Re: [PATCH v3 13/13] mm/huge_memory: add and use has_deposited_pgtable()

From: David Hildenbrand (Arm)

Date: Wed Apr 15 2026 - 04:13:51 EST


On 4/15/26 05:50, Yin Tirui wrote:
> Hi David,
>
> On 4/15/26 02:15, David Hildenbrand (Arm) wrote:
>> On 4/14/26 17:14, Yin Tirui wrote:
>>>
>>> I did a quick tree-wide grep:
>>> $ git grep -l "remap_pfn_range" | xargs grep -l "\.fault\s*="
>>> arch/powerpc/platforms/book3s/vas-api.c
>>> drivers/infiniband/hw/hfi1/file_ops.c
>>> drivers/uio/uio.c
>>> drivers/vfio/pci/vfio_pci_core.c
>>> fs/proc/vmcore.c
>>> security/selinux/selinuxfs.c
>>>
>>> It turns out there are two users of this "hybrid" approach in the kernel:
>>> 1. fs/proc/vmcore.c: It pre-maps via remap_pfn_range() but registers
>>> mmap_vmcore_fault().
>>> 2. arch/powerpc/platforms/book3s/vas-api.c: It pre-maps via
>>> remap_pfn_range(), but registers vas_mmap_fault().
>>>
>>>
>>> How would you suggest we proceed here?
>>
>> How about we populate PMDs in remap_pfn_range() only if !fault?
>
> Doing this would at most prevent VMAs with a ->fault() handler from
> getting huge mappings, which seems to have little negative impact.
>
> But wait, dynamic huge mappings are actually created through ->huge_fault().

If my memory serves me right, also fault() can nowadays install PMD
mappings.

For example, shmem only implements ->fault through shmem_fault()

finish_fault() after __do_fault() takes care of that (mapping through a
PMD if possible).

>
> I did a quick grep:
> $ git grep -l "remap_pfn_range" | xargs grep -l "\.huge_fault\s*="
> drivers/vfio/pci/vfio_pci_core.c
>
> This is a false positive.
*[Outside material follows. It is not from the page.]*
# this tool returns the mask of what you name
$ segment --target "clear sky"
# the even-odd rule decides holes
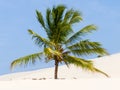
[[[11,73],[10,63],[28,54],[40,51],[28,34],[33,29],[45,36],[36,19],[35,10],[45,15],[46,8],[59,4],[79,10],[83,22],[79,27],[95,24],[98,31],[87,38],[98,41],[110,54],[120,52],[120,0],[0,0],[0,74]],[[40,62],[14,72],[51,67],[53,63]]]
There is no case in the kernel that mixes
> remap_pfn_range() and ->huge_fault() on the same VMA.
>
> What if we use !huge_fault instead, disallowing remap_pfn_range() from
> populating PMDs if ->huge_fault() is provided?
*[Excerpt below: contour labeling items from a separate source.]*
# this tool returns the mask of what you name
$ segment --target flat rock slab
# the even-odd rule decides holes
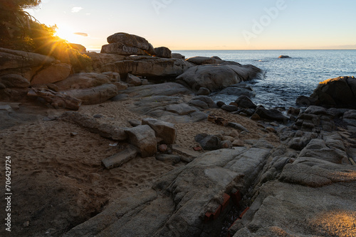
[[[148,125],[140,125],[135,128],[126,128],[130,143],[140,150],[142,158],[153,156],[157,152],[155,131]]]
[[[177,114],[179,115],[187,115],[190,113],[195,112],[197,109],[189,106],[187,104],[169,104],[166,108],[169,112]]]
[[[112,155],[110,157],[105,158],[101,161],[103,165],[108,169],[113,169],[121,166],[122,164],[135,158],[137,155],[137,149],[133,145],[129,145],[125,150],[122,152]]]
[[[174,124],[150,118],[142,119],[142,123],[150,126],[155,131],[156,136],[163,139],[164,143],[175,143],[177,131]]]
I think we should just disallow any PMD mappings if we either have
->fault or ->huge_fault.

I would assume that ->huge_fault implies >fault, but let's rather be
save than sorry.

>
> Then, when we encounter a huge PMD, we know for sure whether it was
> installed through remap_pfn_range() (needs a deposited pgtable) or
> ->huge_fault() (no deposit needed, can be refaulted).
>
>>
>> Then, if we have !fault, we know that the PMD is from remap_pfn_range()
>> and has a disposed page table.
>>
>> Would that work?
>>
>
> So for Lorenzo's `has_deposited_pgtable()` helper, we could simply use:
>
> /* Huge PFN map without a huge_fault handler must deposit */
> if (vma_test(vma, VMA_PFNMAP_BIT))
> return !vma->vm_ops || !vma->vm_ops->huge_fault;

As mentioned above, also considering vma->vm_ops->fault;

>
>
> By the way, while auditing this, I noticed that
> drivers/gpu/drm/drm_gem_shmem_helper.c calls vmf_insert_pfn_pmd()
> directly from its normal ->fault() handler instead of implementing
> ->huge_fault().
> If we adopt the `!huge_fault` check above, this DRM driver would be
> wrongly classified as needing a deposit. It seems that DRM driver needs
> a minor refactoring to properly use ->huge_fault() to keep the MM
> semantics clean.
No, it's doing something that's allowed. If we call ->fault and there is
not PTE table, it may insert a PMD.

--
Cheers,

David